Welcome, Mervyn. Very cool fruit turnings. You might want to go over to the Introductions forum to say howdy so as not to hijack this thread.


----------



## gerryr (Feb 10, 2008)

It would be really helpful if people would stop posting their own pictures in other people's requests for help and also not comment on the pens.  Dean and I have both asked the OP for information about the camera being used and once we have that, we can offer some relevant advice.


----------



## mattgatten (Feb 11, 2008)

How about moving the camera back from the subject, shoot at highest quality, then crop it some.  Are you wanting to make 11X14 prints of your pens?  Web photos need to be 72 pixels/inch.  I think you could sacrifice some image size (in megabytes) to gain image detail.  

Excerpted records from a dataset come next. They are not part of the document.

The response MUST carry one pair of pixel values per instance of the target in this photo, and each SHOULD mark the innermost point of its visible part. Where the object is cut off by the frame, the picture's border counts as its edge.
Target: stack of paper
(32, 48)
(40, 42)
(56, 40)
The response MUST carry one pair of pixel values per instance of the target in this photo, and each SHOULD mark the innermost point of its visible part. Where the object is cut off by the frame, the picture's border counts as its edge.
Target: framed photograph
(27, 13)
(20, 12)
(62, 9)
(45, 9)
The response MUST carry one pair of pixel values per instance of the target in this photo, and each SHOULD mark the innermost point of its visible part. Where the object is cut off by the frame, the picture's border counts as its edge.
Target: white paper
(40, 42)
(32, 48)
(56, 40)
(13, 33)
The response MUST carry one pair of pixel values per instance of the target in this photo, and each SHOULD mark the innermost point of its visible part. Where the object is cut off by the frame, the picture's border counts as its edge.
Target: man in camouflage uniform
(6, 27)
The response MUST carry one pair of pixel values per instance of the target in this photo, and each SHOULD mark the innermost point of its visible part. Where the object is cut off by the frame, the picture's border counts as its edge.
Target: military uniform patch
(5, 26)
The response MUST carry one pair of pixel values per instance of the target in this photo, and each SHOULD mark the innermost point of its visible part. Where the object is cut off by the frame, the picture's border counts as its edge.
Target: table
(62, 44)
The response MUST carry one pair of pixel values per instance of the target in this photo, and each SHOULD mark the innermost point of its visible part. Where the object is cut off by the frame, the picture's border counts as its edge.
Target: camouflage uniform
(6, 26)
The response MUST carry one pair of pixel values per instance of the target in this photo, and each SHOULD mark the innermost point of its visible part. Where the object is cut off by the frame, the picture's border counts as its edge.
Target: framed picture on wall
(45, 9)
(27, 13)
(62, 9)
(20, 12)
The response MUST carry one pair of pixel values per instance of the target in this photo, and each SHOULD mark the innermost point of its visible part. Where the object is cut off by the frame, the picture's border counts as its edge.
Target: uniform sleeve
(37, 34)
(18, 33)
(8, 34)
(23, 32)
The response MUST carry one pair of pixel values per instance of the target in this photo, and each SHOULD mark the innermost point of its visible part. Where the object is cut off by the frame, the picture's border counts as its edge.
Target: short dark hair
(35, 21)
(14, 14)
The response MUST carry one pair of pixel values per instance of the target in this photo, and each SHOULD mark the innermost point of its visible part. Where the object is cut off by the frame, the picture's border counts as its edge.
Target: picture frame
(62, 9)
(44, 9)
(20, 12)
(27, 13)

DOF will also benefit from the added distance.


----------



## JohnU (Feb 13, 2008)

Im know nothing about photography and only get good pictures now because my new camera has a macro setting, but I used to place the camera lense of my digital sony up against a magnifying glass and took my closeups.  It worked out very well in good light, when you dont need a flash.


----------



## Armacielli (Feb 14, 2008)

I have a Kodak easyshare c743 as per the request of the model type earlier


----------



## gerryr (Feb 14, 2008)

The specs on dpreview.com say your camera does have a macro mode and will focus as close as 13cm.  There should be a flower symbol on one of the buttons on the camera.  Use it and move in close enough to get rid of most of the extraneous background.  Orient the pens diagonally in the viewfinder and keep the pen as parallel as possible to the back of the camera.


----------



## Armacielli (Feb 16, 2008)

Well, hot damn! there is a macro setting on there! And in a very obvious spot that I should've noticed. Shows what I've learned after two quarters of Forensic Photography


----------